Belanja Iklan Commercial Break Stagnan, Tapi Brand Punya Cara Lain

profile photo reporter Ramadhan Triwijanarko
RamadhanTriwijanarko
26 Agustus 2020
marketeers article
Amazed couple watching tv program sitting on a couch at home
Memasuki kuartal ketiga 2020, total belanja iklan menunjukkan tren yang positif, setelah mengalami posisi tertekan di kuartal kedua. Berdasarkan data Nielsen Advertising Intelligence (Ad Intel), total belanja iklan Januari – Juli 2020 mencapai angka Rp 122 triliun.

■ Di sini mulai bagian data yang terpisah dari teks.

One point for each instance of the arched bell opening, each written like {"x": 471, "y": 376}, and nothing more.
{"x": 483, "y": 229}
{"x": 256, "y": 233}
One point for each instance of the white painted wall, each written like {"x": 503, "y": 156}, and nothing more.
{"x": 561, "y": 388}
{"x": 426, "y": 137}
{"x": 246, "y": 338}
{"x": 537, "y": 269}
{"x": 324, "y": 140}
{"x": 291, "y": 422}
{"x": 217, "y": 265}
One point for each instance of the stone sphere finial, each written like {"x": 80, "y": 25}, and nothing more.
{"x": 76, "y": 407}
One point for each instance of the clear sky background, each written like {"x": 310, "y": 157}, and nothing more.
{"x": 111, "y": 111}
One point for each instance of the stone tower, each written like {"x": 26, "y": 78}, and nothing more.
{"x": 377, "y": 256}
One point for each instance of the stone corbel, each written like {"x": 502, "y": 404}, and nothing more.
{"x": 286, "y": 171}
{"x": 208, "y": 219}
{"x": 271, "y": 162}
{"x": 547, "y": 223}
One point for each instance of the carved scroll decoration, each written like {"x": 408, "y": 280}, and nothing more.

Televisi masih mendominasi 72% porsi belanja iklan dengan angka lebih dari Rp 88 triliun. Untuk TV, iklan di segmen jeda iklan (commercial break) bukanlah satu-satunya cara untuk menjangkau konsumen. Ada beragam bentuk iklan lain yang bisa dioptimalkan oleh brand seperti iklan terintegrasi di dalam program (running text, digital embed, superimpose, dll).
Menurut Hellen Katherina, Executive Director Nielsen Media Indonesia, tipe iklan yang terintegrasi dalam program terkesan lebih kreatif dan lebih tidak “disadari” oleh konsumen.
Brand memilih karena biasanya rating programnya tinggi, jumlah audiens program tersebut juga lebih banyak. Kalau commercial break itu banyak audiens yang mengganti channel. Di sisi lain karena terintegrasi jadi penerimaannya terkesan lebih rileks buat audiens,” terang Hellen.
Nielsen telah memonitor tipe iklan ini sejak 2017 dan terlihat kategori produk yang berbeda memilih tipe iklan ini. Khususnya di bulan Mei 2020, tipe iklan di dalam program mencapai titik tertinggi, dimana iklan di segmen commercial break program mengalami kondisi yang stagnan.
Beberapa program yang diminati oleh brand untuk menaruh produknya di dalam program tersebut adalah program dengan kategori sinetron, live music, program spesial, dan olahraga.